Dose of PCC product is based on factor IX component.

Due to the variation in the adsorption and clearance of FX by amyloid protein, it is mandatory to monitor and adjust the frequency as well as the concentrations of these products based on the levels of PTT as well as FX activity after each transfusion, as shown in Case 1. At present, the optimal target after replacement for the FX levels in patients with primary amyloidosis is not known; however, it can be derived from that of patients with congenital FX deficiency: 10 to 15 IU/dL for minor bleeding and >50 IU/dL for major bleeding, trauma, or surgery.8 Physician needs to exert extra caution for volume overload particularly in AL amyloid patients with cardiac involvement when a large volume of factor replacement is used.

Other therapies with reported use in acquired FX deficiency include activated rFVIIa. rFVIIa binds to tissue factor exposed on injured tissue to activate factor IX, factor X, and platelets.9 In addition, high concentrations of factor VIIa can directly activate platelets and local thrombin formation.10 rFVIIa may be effective in treating persistent skin and muscle bleeding, and intraoperative bleeding.11 However, successful thrombin generation requires activation of FX downstream of FVII, and rFVIIa may be ineffective in cases of severe FX deficiency.
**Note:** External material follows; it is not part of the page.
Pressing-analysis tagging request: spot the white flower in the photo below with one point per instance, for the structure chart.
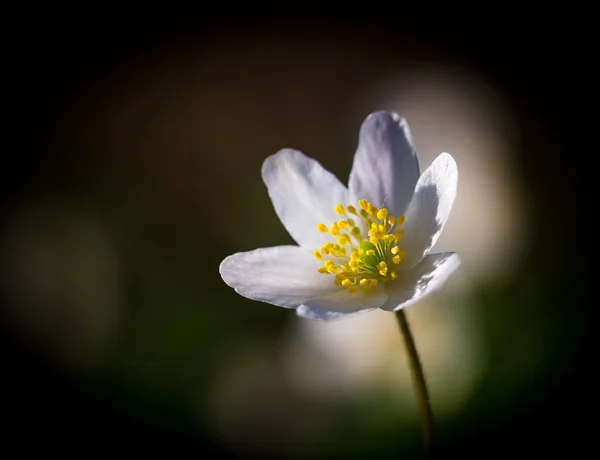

Both rFVIIa and PCC increase the risk of thrombosis, particularly in patients with nephrotic proteinuria whose thrombotic risk is already high; therefore, close observation for thrombosis is warranted.

Plasma exchange has been used to remove clotting inhibitors.6 Plasma exchange with FFP allows a transient replacement of FX while avoiding volume overload, but the benefit is short-lived due to adsorption of the replaced FX by the amyloid protein. Central venous access needed for plasma exchange increases bleeding risk. Antithrombotic agents including aminocaproic acid or tranexamic acid do not directly correct FX deficiency but provide clot stabilization. They can be used together with clotting factor replacement in serious bleeding and can be adequate to use in mucosal bleeding particularly in an outpatient setting.

A majority of FX adsorption is believed to occur within the reticuloendothelial system. Rapid correction of FX levels has been reported post-splenectomy and extensive amyloid deposition seen in the removed spleen.5 However, splenectomy carries a high bleeding risk, which can be attenuated by factor replacement. In Case 2, the patient had a mild FX deficiency and had already responded to induction therapy. Splenectomy yielded a rapidly improved FX activity.

The long-term outcome of amyloidosis-related FX deficiency depends on the response to treatment of primary amyloidosis. High-dose chemotherapy and stem cell transplantation have been a standard of care for young and fit patients with limited organ involvement. Patients with cardiac involvement or extensive organ involvement are typically treated with combination chemotherapy. Newer agents including proteasome inhibitors and immunomodulatory agents yield rapid response, while having low toxicities, and have been incorporated into AL amyloidosis algorithms at diagnosis and relapse. FX activity improvement may lack behind hematologic response, so the risk of bleeding continues long after hematologic remission. Serial FX levels and factor replacement for bleedings and prophylaxis prior to invasive procedures are recommended.12 Patients are recommended to wear medical alert bracelets highlighting their underlying bleeding disorder, in case of bleeding emergency.

In summary, we report the case series of acquired FX deficiency and review the current standard of care, where early recognition and factor replacement is lifesaving.

Footnotes

Declaration of Conflicting Interests: The author(s) declared no potential conflicts of interest with respect to the research, authorship, and/or publication of this article.

Funding: The author(s) disclosed receipt of the following financial support for the research, authorship, and/or publication of this article: VA merit award I01CX000977 (to AS).

Ethics Approval: Our institution does not require ethical approval for reporting individual cases or case series.

Informed Consent: Verbal informed consent was obtained from the patient(s) for their anonymized information to be published in this article.